10/10
Would STILL create a stir
17 October 2009
Seeing those T-Mobile iphone commercials and hearing that Cat Stevens composition for this movie brought back memories of this film. I was only vaguely aware of this film until I was of adult age(I am about the same age as this film and yet it was something of a buried treasure,rarely talked about and mostly popularized by word-of-mouth over the many years after it wwas released),but the concept(and the trailers I spied on another classic film's copy)intrigued me enough to watch this a few years back. What I saw charmed me and affected me in ways that were both disturbing and wonderful.

The story's pretty well accounted for:the romance between spoiled,death-obsessed malcontent teen Harold(Bud Cort)and breezy,life-affiriming octogeneraian Maude(stage legend Ruth Gordon, relatively fresh from her praised work on Rosemary's Baby)is something so refreshing and odd,so nervy and strange that we're near forty years since this show's bow and one could DARE studios to try and make a film like it and get no takers! Director Hal Ashby may've not made much in the way of money or immediate headway to this film,but I feel like this actually added to his accumen or legend as a brilliant,daring filmmaker.

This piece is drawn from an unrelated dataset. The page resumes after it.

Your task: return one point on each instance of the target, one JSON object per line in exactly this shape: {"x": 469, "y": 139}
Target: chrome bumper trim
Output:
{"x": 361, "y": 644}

A fairly spare supporting cast,with fairly quick turns by Ellen Geer(as a near-suicidal drama queen and potential girlfriend of Harold's)and Tom Skerritt(in a quick scene--really a cameo--as a motorcycle cop)are really the only off-hand memorables in a film that is mostly centerred around the two titular characters,the Cat Stevens compositions and the spare,stark yet muted scenery.

A rare gem of a movie that may vex and confound some--maybe many--but a touching and odd story that truly earns the praise it gets.